The MESACUP-2 TEST Mitochondria M2 is semi-quantitative enzyme-linked immunosorbent assay (ELISA) for the detection of anti-Mitochondrial antibodies in human serum as an aid in the diagnosis of primary biliary cirrhosis.

The MESACUP-2 Test Mitochondria M2 is an enzyme-linked immunosorbent assay (ELISA), utilizing the 96-microwell plate format, similar to the predicate device. Diluted serum samples, calibrator sera, and controls are incubated in microwells coated with mitochondria M2 antigens. Incubation allows the antimitochondria M2 antibodies present in the samples to react with the immobilized antigen. After the removal of unbound serum proteins by washing, antibodies specific for human immunoglobulins (IgG, IgM and IgA), labeled with horseradish peroxidase (HRP), are added forming complexes with the mitochondria M2 bound antibodies. Following another washing step, the bound enzyme-antibody conjugate is assayed by the addition of a single solution containing tetramethlybenzidine (TMB) and hydrogen peroxide (H3O2) as the chromogenic substrate. The intensity of the color generated is proportional to the serum concentration of anti-mitochondria M2 antibodies. Optical density is read spectrophotometrically at 450mm. The total incubation time (at room temperature) of the assay is 150 minutes. The assay makes use of two calibrators to measure the amount of anti-mitochondria M2 antibodies in patient samples.

Here's a breakdown of the acceptance criteria and study information for the MESACUP-2 Test Mitochondria M2 device, based on the provided text:

1. Table of Acceptance Criteria and Reported Device Performance:

The document doesn't explicitly state "acceptance criteria" in a tabular format, but rather compares the performance of the MESACUP-2 Test to a legally marketed predicate device (Quanta Lite Mitochondria M2 ELISA) and implies that comparable performance is the measure of acceptance. The key performance metrics are clinical specificity and sensitivity.

2. Sample Size Used for the Test Set and Data Provenance:

• Sample Size: Not explicitly stated as a numerical value for each group. The text mentions "a healthy donor serum population" and "a primary biliary cirrhosis population."
• Data Provenance: The studies were "In-house studies," suggesting they were conducted by RhiGene, Inc. The country of origin of the data is not specified but implied to be the US given the submission to the FDA. The studies were likely retrospective as they involve patient populations already categorized.

3. Number of Experts Used to Establish the Ground Truth for the Test Set and Qualifications of Those Experts:

This information is not provided in the document. The text does not elaborate on how the classification of "healthy donor serum population" or "primary biliary cirrhosis population" was established.

4. Adjudication Method for the Test Set:

This information is not provided in the document.

5. If a Multi-Reader Multi-Case (MRMC) Comparative Effectiveness Study was Done, If so, what was the effect size of how much human readers improve with AI vs without AI assistance:

This is not applicable. The device is an ELISA assay for detecting antibodies, not an AI-assisted diagnostic imaging or interpretation tool that involves human readers.

6. If a Standalone (i.e. algorithm only without human-in-the-loop performance) was done:

The device itself is a standalone in vitro diagnostic (IVD) test. It's an "algorithm only" in the sense that it provides a semi-quantitative result based on a chemical reaction and optical density reading, without direct human interpretation of complex patterns in the way an imaging AI would. The performance metrics (specificity and sensitivity) are derived from the device's output.

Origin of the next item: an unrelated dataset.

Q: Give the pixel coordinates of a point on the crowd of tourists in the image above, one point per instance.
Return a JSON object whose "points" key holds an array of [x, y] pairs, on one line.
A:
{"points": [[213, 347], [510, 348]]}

7. The Type of Ground Truth Used:

The ground truth used was clinical diagnosis/status. The populations were defined as "healthy donor serum population" and "primary biliary cirrhosis population." It's assumed that this classification was based on established clinical diagnostic criteria (e.g., patient history, physical examination, other laboratory tests, biopsies if applicable for PBC).

8. The Sample Size for the Training Set:

This information is not provided. The document describes a comparison study, implying that the MESACUP-2 Test has already been developed. There is no mention of a separate "training set" for the device itself, as it's a biochemical assay rather than a machine learning algorithm that requires explicit training data in the modern sense.

9. How the Ground Truth for the Training Set Was Established:

This information is not provided and is largely not applicable in the context of a traditional ELISA assay development, which focuses on chemical and biological validation rather than algorithmic training with ground truth labels in the same way an AI model would be.